Aquél que sienta la necesidad de trabajar para el bien de la
humanidad que no se pregunte si va a tener éxito o si va a fracasar,
porque esta pregunta introduce en él una indecisión, una duda que lo
frena en su impulso. Debe trabajar, eso es todo. La historia de los
pueblos nos enseña que no podemos juzgar el valor de los seres tomando
como único criterio sus éxitos o sus fracasos. Aquéllos que triunfaron
no son necesariamente los más grandes, y los que fracasaron no son
tampoco de menor elevación. Su ejemplo alimentó el impulso de una
multitud de otros seres, fueron como una semilla, una levadura; un día,
alcanzarán la meta y mejor aún de lo que esperaban.
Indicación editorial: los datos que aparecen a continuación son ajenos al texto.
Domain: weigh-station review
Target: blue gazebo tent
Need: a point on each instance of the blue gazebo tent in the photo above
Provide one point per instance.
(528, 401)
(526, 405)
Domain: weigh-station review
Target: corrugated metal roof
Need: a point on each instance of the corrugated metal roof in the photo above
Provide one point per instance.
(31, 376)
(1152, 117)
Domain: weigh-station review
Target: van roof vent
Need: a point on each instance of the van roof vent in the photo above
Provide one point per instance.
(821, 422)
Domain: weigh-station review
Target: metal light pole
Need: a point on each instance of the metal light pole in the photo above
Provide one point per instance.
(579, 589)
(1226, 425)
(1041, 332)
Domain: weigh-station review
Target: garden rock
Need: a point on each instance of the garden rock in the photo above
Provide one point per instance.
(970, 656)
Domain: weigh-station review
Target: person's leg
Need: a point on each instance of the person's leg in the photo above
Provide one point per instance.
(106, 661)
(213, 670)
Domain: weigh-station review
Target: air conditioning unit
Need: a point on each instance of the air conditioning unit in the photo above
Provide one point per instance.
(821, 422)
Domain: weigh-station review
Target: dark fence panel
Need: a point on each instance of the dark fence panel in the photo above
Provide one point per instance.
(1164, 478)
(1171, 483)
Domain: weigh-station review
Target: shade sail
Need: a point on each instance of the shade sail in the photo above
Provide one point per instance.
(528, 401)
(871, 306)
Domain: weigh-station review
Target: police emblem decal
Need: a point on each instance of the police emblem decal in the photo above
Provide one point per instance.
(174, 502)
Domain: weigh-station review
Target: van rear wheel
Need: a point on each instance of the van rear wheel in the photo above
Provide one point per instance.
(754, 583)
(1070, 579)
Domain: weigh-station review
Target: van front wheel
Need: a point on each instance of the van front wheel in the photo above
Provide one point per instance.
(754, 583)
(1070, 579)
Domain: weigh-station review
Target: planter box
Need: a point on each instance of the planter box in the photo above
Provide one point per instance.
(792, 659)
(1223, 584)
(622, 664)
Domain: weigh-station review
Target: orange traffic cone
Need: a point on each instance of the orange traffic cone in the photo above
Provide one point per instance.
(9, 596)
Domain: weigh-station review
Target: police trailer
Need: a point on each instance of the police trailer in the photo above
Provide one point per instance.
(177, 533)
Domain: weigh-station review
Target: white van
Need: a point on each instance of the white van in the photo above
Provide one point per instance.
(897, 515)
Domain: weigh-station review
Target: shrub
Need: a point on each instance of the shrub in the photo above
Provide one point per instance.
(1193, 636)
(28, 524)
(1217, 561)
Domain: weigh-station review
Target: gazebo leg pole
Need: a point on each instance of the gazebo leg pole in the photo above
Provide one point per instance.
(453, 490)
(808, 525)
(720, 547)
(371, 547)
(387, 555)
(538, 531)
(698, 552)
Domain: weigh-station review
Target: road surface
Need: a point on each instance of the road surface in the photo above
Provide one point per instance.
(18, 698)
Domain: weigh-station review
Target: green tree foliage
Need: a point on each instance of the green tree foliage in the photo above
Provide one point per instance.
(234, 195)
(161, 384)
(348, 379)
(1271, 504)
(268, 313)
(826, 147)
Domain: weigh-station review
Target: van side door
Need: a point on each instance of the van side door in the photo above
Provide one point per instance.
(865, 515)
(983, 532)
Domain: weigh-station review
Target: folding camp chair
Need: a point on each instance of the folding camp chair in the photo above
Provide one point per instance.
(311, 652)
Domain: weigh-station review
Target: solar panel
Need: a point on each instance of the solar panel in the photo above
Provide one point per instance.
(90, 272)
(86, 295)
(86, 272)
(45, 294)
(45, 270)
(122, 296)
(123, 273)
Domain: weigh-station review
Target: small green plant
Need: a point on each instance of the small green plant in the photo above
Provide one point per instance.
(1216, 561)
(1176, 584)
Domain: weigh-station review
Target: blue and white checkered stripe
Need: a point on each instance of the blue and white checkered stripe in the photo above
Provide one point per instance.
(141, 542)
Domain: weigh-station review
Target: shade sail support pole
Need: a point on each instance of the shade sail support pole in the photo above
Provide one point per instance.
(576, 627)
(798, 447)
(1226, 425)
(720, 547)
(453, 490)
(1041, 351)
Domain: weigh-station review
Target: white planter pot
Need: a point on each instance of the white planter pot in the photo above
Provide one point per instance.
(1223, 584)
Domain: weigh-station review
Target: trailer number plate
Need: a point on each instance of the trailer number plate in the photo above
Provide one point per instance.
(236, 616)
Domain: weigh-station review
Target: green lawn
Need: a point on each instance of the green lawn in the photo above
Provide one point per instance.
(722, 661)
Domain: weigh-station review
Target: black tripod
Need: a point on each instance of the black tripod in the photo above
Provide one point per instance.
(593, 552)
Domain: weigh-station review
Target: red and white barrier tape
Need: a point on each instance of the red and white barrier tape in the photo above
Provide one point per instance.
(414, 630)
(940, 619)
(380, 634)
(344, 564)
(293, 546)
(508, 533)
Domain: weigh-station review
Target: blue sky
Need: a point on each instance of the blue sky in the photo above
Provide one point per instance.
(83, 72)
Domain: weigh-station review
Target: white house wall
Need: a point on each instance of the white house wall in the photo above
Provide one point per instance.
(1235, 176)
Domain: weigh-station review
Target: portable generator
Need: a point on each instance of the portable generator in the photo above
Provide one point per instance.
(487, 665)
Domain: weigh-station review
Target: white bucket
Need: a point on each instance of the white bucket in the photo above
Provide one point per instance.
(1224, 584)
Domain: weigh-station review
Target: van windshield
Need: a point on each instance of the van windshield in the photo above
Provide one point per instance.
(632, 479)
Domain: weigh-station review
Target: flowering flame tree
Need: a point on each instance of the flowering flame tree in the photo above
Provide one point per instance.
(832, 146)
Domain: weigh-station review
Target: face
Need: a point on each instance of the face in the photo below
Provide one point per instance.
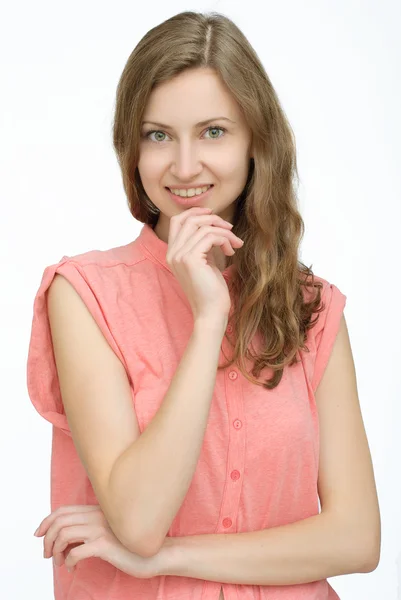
(183, 154)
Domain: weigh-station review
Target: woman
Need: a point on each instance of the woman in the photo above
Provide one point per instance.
(176, 473)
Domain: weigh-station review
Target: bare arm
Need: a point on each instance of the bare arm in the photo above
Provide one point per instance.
(151, 478)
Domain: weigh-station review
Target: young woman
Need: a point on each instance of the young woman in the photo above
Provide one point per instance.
(200, 379)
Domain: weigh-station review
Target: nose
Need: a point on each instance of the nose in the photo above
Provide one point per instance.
(186, 164)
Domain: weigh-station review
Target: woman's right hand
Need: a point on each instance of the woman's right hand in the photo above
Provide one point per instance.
(192, 235)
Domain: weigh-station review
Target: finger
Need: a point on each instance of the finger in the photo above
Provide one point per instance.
(62, 510)
(194, 226)
(77, 534)
(92, 549)
(59, 557)
(177, 221)
(206, 243)
(62, 522)
(230, 240)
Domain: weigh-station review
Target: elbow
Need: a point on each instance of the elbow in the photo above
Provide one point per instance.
(145, 546)
(370, 554)
(371, 561)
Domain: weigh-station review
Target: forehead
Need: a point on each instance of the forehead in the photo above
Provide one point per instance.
(192, 96)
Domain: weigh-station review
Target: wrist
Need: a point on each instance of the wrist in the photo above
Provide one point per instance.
(215, 324)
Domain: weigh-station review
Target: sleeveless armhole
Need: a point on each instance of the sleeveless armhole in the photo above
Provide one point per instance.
(42, 378)
(326, 329)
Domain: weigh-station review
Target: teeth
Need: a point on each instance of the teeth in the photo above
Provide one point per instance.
(191, 192)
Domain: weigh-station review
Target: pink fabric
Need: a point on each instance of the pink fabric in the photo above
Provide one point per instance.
(258, 465)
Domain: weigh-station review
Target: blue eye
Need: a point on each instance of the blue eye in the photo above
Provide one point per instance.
(149, 133)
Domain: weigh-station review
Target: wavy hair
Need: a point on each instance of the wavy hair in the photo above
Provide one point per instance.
(270, 286)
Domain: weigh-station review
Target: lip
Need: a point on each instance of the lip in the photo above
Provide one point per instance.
(193, 201)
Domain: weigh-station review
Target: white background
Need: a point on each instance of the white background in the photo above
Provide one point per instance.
(336, 68)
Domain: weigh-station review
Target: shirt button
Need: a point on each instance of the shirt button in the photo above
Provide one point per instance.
(235, 475)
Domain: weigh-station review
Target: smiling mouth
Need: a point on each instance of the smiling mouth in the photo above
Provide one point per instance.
(203, 189)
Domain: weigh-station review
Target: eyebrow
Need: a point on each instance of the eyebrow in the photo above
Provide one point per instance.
(200, 124)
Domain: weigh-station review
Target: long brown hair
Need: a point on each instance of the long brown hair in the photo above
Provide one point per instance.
(268, 277)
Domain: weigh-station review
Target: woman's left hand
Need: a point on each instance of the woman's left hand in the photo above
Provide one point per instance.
(73, 533)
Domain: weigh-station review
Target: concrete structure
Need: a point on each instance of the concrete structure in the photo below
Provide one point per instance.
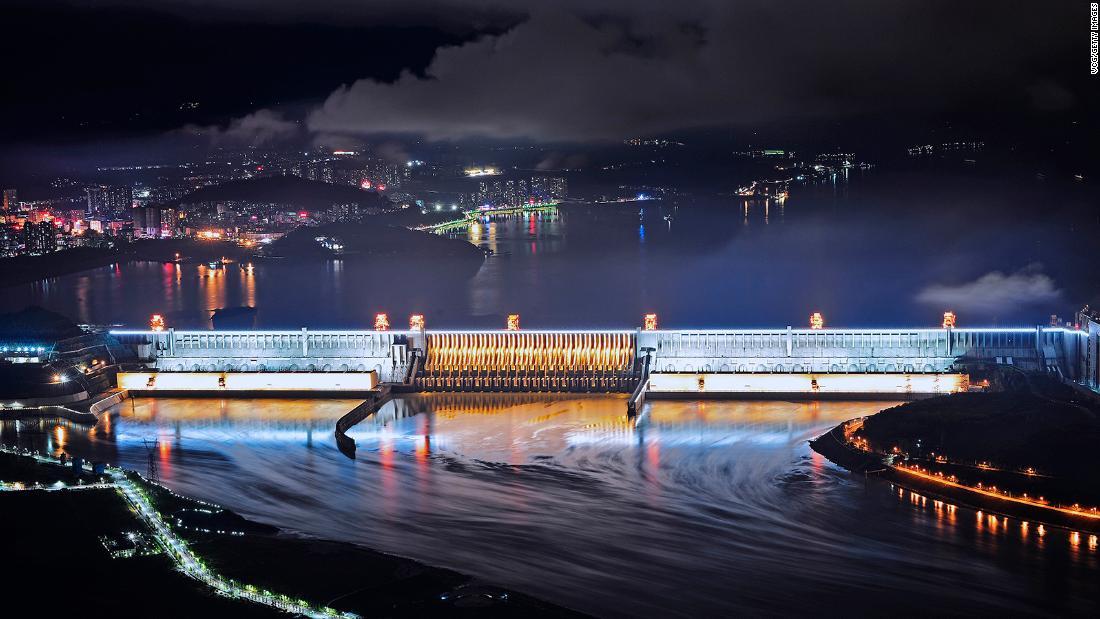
(612, 360)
Cada criatura viene a la tierra con una misión determinada y, a
menudo, aquéllos a quienes se han encargado las misiones más grandiosas
están destinados a fracasar, al menos en apariencia. Pero han preparado
el terreno – y eso es lo más difícil – para otros que, beneficiándose de
sus esfuerzos, triunfarán. Por eso los que obtienen los éxitos deben
pensar con gratitud en todos los hombres y mujeres que, antes que ellos,
trabajaron para que estos éxitos fuesen posibles. Estos hombres y estas
mujeres hicieron sacrificios, a veces incluso fueron víctimas, pero
puede que vuelvan en otra vida para recoger el fruto de su trabajo.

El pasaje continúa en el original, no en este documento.